Хань осторожно кивнул.
— А что, сбудется?
— Непременно. Это Радуга Желаний.
— Твой Император прямо жук какой-то. Мало ему Империи, так ещё и держит под рукой такую удобную штуку. Грязно пользуется магией.
— И не говори, — расхохотался Чонин. — Побежали обратно, пока нас не застукали.
— Что? А могут застукать?
— Вообще-то сюда нельзя ходить без разрешения Его Величества. Лучше смыться, пока не заловили.
И они рванули обратно, а потом Хань спал без задних ног, убитый кучей впечатлений от прошедшего дня.

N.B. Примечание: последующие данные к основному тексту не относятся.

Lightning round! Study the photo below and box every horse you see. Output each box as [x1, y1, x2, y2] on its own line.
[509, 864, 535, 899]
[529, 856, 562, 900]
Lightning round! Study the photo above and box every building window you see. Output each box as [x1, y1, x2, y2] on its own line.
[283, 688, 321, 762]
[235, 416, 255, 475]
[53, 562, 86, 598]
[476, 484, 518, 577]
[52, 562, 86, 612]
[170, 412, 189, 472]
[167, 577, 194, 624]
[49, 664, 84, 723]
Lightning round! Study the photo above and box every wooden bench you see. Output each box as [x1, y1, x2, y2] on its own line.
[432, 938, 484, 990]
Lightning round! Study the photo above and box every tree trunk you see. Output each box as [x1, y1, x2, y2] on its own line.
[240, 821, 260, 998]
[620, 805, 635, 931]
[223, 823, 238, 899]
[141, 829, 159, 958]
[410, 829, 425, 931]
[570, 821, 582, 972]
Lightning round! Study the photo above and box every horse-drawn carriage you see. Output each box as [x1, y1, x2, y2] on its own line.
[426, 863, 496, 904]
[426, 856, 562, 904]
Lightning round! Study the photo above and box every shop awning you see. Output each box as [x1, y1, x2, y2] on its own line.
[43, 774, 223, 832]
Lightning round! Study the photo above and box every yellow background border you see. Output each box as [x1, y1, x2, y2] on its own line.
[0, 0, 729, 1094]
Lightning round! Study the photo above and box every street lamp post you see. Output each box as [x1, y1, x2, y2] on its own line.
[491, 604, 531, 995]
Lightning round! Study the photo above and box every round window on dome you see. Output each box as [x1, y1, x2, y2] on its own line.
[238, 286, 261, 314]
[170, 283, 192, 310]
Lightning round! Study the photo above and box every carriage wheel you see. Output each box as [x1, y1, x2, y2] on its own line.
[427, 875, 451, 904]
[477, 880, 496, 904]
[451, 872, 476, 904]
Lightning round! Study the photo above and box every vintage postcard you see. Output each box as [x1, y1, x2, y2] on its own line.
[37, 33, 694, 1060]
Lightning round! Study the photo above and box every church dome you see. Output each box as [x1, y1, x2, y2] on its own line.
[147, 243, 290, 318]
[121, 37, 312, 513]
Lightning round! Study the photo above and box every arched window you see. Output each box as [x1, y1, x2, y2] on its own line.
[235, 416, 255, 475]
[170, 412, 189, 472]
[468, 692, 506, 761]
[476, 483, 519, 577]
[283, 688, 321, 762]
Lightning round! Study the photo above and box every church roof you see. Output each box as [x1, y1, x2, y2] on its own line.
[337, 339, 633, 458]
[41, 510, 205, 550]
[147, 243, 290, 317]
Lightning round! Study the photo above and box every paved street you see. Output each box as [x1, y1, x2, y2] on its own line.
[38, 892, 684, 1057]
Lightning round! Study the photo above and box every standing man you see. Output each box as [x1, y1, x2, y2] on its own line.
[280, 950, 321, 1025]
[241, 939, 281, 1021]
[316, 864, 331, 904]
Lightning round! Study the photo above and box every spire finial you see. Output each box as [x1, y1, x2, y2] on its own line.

Спал хорошо, следует признать, но отличное настроение тут же сдулось, когда он проснулся и вспомнил, что пора собираться к Императору. И теперь шансов отвертеться не осталось.
Ни одного.
До торжественного выхода Императора к подданным Хань в компании Чонина и Ифаня околачивался среди толпы знати. Чонин выглядел убийственно в чёрном костюме с серебряными узорами и с мечом в дорогих ножнах на боку. Ифань смотрелся примерно в том же духе, только цвет его костюма был синим, а узоры выполнили голубой нитью. Хань изо всех сил пытался стать незаметным, но серебристо-серый костюм портил ему всю игру. На него не пялился только ленивый, а ленивых почему-то не оказалось вовсе. И большинство взглядов даже не пахли доброжелательностью. Неприкрытые неприязнь и презрение.